I was covering the trial for Newsday. That was vindication for me, considering they’d balked at running my stories of Tommy’s and Michael’s changed accounts. Still, resentments lingered. Before the trial, an editor called to say the paper had decided not to submit my stories for a Pulitzer prize. “You didn’t write that much on it for us,” he said. “Let the Connecticut papers put you up for it.”
Why he felt it necessary to tell me this I had no idea. I was not even aware Newsday was considering me for an award. I certainly had never promoted myself. As the editor’s call indicated, neither had anyone else at Newsday.
Dominick Dunne was covering the trial for Vanity Fair. He and I had made our peace. Convicting Martha’s killer was more important than my hurt ego. Nurturing grudges never got anyone anywhere.

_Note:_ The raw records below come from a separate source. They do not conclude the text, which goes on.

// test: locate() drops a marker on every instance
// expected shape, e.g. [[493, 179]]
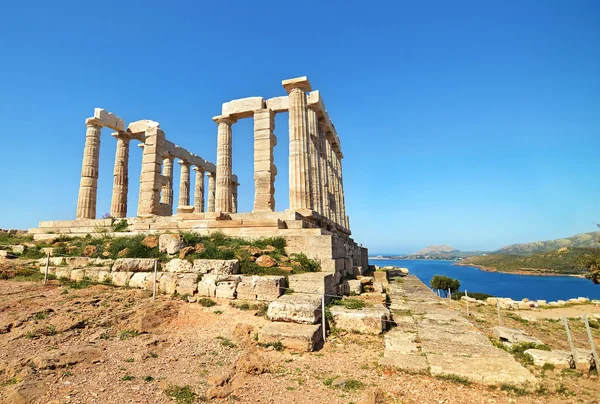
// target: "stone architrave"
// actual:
[[199, 190], [211, 191], [167, 190], [151, 180], [234, 187], [324, 169], [223, 193], [299, 166], [118, 206], [314, 154], [184, 183], [88, 187], [264, 167]]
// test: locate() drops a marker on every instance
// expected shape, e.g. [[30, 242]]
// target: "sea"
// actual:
[[550, 288]]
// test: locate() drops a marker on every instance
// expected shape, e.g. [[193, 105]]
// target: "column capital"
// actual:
[[301, 83], [93, 122], [227, 119]]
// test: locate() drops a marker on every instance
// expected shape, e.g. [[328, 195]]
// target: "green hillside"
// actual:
[[563, 261], [585, 240]]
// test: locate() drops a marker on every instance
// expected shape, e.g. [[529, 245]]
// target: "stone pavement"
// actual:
[[430, 337]]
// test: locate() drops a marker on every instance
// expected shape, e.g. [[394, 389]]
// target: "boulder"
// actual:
[[297, 308], [77, 262], [170, 243], [514, 336], [368, 320], [297, 337], [218, 267], [187, 284], [168, 283], [264, 288], [134, 265], [560, 359], [354, 286], [266, 261], [150, 241], [179, 266], [121, 278]]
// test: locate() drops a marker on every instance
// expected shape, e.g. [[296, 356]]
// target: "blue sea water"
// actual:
[[499, 284]]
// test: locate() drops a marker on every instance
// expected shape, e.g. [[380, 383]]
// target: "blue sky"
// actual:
[[469, 123]]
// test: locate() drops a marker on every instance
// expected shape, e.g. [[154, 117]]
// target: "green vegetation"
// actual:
[[455, 379], [564, 261], [181, 394], [206, 302], [444, 283]]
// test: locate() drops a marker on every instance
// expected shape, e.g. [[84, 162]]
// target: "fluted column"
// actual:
[[184, 183], [315, 170], [324, 170], [211, 192], [151, 180], [167, 189], [299, 166], [199, 191], [234, 186], [88, 186], [118, 206], [224, 173], [264, 167]]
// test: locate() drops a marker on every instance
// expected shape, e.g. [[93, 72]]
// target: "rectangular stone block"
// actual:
[[109, 119]]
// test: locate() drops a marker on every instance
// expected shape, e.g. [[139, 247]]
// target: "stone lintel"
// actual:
[[278, 104], [298, 82], [243, 108], [109, 119], [142, 126]]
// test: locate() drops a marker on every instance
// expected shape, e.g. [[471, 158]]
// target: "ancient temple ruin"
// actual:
[[315, 222]]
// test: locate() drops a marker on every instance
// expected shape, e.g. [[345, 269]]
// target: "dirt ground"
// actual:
[[113, 345]]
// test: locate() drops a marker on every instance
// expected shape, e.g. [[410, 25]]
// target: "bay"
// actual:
[[550, 288]]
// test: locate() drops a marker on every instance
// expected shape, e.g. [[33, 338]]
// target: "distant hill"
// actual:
[[435, 249], [585, 240]]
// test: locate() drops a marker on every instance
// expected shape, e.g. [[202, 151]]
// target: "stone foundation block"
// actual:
[[296, 308], [218, 267], [178, 266], [264, 288], [170, 243], [121, 278], [187, 284], [134, 265], [298, 337], [368, 320]]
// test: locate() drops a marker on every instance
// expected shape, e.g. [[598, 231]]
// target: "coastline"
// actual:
[[522, 272]]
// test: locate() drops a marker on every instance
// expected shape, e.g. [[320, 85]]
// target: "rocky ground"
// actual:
[[104, 344]]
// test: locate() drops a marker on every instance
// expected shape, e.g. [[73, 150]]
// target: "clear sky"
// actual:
[[469, 123]]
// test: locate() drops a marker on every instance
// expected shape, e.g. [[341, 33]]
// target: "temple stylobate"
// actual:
[[314, 223]]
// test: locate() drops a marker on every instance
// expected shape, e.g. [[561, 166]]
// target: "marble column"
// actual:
[[151, 180], [324, 169], [224, 172], [315, 170], [199, 191], [118, 206], [211, 191], [167, 190], [234, 187], [264, 167], [88, 186], [184, 183], [299, 166]]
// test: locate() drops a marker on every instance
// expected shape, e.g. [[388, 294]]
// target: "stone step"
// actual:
[[313, 282], [298, 337], [296, 308]]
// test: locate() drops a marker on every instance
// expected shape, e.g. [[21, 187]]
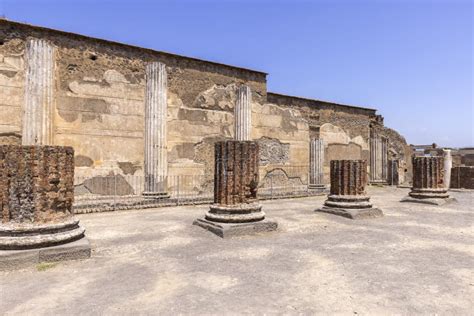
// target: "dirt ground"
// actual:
[[417, 259]]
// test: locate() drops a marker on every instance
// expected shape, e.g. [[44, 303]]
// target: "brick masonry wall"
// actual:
[[36, 183], [236, 172]]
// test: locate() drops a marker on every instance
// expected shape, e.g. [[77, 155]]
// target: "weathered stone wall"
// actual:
[[36, 183]]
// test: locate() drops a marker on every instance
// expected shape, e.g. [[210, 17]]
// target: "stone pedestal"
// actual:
[[428, 182], [236, 210], [156, 161], [36, 197], [347, 196]]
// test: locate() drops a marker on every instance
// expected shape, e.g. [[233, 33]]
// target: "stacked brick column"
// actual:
[[347, 196], [36, 196]]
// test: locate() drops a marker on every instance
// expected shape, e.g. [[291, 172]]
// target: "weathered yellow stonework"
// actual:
[[99, 109]]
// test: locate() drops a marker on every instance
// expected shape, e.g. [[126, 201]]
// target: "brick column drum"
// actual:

One afternoon when testimony ended, I gave him a lift to the train station and mentioned I was going to my son’s baseball game. He was a junior in high school. When I’d begun this case he hadn’t been born. Now he was seventeen, and I tried to catch the last few innings of his home games.
Dominick wrote in Vanity Fair (“Triumph by Jury,” August 2002): “…Len Levitt of Newsday, who finds time to go to his son’s baseball games.” I liked that.
In another article he wrote that we had had our differences but that was all in the past. I liked that, too.
Mark Fuhrman was also in the courtroom, seated behind Dorthy and covering the trial for Court TV, having flown in from Idaho or wherever in the West he lived. Despite Dorthy’s entreaties, Frank refused to acknowledge him. Early in the trial, he had led Dorthy away from the courtroom down the stairs to a basement office the state had arranged for its witnesses, warning her that some of the testimony might be too graphic for her to listen to. Fuhrman had tagged along. But at the top of the steps Frank stopped him. “Mark,” he said, “you can’t come down here. This isn’t for you. Go back to the courtroom. You’re only a spectator.”